PURPOSE: To evaluate whether the risk of coronary heart disease (CHD) differs among adult diabetic patients treated with thiazolidinediones (TZDs) and similar patients treated with combined oral metformin and sulfonylurea (M + S) therapy. METHODS: We conducted a retrospective cohort study involving 25 140 diabetic patients aged 18 and older who had at least one pharmacy claim for a TZD or combined M + S therapy between 1 January 1999 and 30 June 2002. We used propensity score matching to adjust for observable differences between initiators of combined M + S therapy and TZD initiators. The data were analyzed in two ways: first based on the original matched groups, 'as balanced', without accounting for switching to another medication during follow-up, and second based on actual antidiabetic drug use during follow-up, 'as treated'. Cox proportional hazards regression and multivariable Poisson regression were performed to compare the risk of CHD events. RESULTS: In the 'as balanced' analysis, the risk for CHD among TZD users relative to combination drug users was close to the null value (adjusted hazard ratio: 1.02, 95% confidence intervals (CI): 0.87-1.20). In the 'as treated' analysis, the risk of CHD was similar for periods of current use of TZDs compared to periods of non-use (incidence rate ratio: 1.10, 95%CI: 0.96-1.25). CONCLUSIONS: These results do not suggest a cardioprotective or deleterious effects of TZDs compared with combined M + S oral therapy on the short-term CHD event risk in persons with type 2 diabetes after accounting for the greater baseline CHD risk in TZD initiators.

The comparative safety of rosuvastatin: a retrospective matched cohort study in over 48,000 initiators of statin therapy.

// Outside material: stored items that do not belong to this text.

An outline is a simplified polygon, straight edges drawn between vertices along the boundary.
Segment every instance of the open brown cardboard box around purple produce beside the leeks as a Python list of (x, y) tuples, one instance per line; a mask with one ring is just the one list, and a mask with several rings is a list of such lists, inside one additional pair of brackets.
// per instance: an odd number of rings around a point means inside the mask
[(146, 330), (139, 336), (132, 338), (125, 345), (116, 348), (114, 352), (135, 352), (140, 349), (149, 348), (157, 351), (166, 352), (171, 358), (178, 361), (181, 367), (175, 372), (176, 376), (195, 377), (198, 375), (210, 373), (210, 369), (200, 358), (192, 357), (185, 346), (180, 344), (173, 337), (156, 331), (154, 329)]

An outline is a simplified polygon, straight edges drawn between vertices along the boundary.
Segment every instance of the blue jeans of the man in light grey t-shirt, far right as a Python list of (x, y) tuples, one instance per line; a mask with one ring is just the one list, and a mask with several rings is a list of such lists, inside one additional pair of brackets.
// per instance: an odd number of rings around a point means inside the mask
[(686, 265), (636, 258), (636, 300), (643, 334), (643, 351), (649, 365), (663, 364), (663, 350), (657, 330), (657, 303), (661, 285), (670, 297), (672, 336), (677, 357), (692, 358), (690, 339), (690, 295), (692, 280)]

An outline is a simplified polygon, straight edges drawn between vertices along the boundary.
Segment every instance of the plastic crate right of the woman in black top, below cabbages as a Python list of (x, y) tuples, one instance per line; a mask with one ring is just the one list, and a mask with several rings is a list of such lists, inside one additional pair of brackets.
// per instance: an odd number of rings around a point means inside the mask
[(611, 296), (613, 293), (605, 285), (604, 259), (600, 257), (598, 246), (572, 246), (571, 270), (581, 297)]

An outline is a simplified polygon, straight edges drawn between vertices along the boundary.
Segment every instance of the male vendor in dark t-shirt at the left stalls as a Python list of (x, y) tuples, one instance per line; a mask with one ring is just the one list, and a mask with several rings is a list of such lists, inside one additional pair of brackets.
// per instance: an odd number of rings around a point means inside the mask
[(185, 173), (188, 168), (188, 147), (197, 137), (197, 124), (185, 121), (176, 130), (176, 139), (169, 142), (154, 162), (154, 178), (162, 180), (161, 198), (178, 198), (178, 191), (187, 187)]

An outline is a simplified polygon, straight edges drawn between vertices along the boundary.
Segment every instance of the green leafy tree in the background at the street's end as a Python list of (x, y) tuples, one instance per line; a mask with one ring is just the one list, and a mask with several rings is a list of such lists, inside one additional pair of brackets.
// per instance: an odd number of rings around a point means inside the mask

PURPOSE: The purpose of this study was to compare incidence rates of hospitalization associated with rhabdomyolysis, myopathy, renal, or hepatic dysfunction, and of in-hospital death, between initiators of rosuvastatin and other statins. METHODS: This was a matched cohort study of statin initiators from the administrative database of a large health insurer in the US, during the first 6 months of rosuvastatin availability with up to 18 months of follow-up. All outcome events were verified by medical record review. Incidence rates, risk ratios, and associated 95% confidence intervals were estimated. RESULTS: From an initial pool of 12,217, 11,249 eligible rosuvastatin initiators were matched to 37,282 initiators of other statins. The incidence rate (IR) per 1000 person-years for rhabdomyolysis was 0.10 [0.00, 0.55] for rosuvastatin initiators (n = 1) and 0.06 [0.01, 0.22] for other statin initiators (n = 2), for a hazard ratio (HR) of 1.98 [0.18, 21.90]. The IR for myopathy was 0.20 [0.02, 0.71] for rosuvastatin initiators (n = 2) and 0.00 [0.00, 0.09] for other statin initiators (n = 0). The IR for renal dysfunction was 1.18 [0.61, 2.06] for rosuvastatin initiators (n = 12) and 1.26 [0.91, 1.71] for other statin initiators (n = 42), for a HR of 0.90 [0.47, 1.73]. The IR for hepatic dysfunction was 0.20 (0.02, 0.71) for rosuvastatin initiators (n = 2) and 0.24 (0.10, 0.47) for other statin initiators (n = 8), for a HR of 0.87 (0.18, 4.14). CONCLUSIONS: This study found no difference between rosuvastatin and the other statins in the incidence of hospitalizations associated with renal or hepatic events, or death. The absolute incidence rates of rhabdomyolysis and myopathy were reassuringly low among all statin initiators but remain too small for firm conclusions to be drawn on any difference between the statins.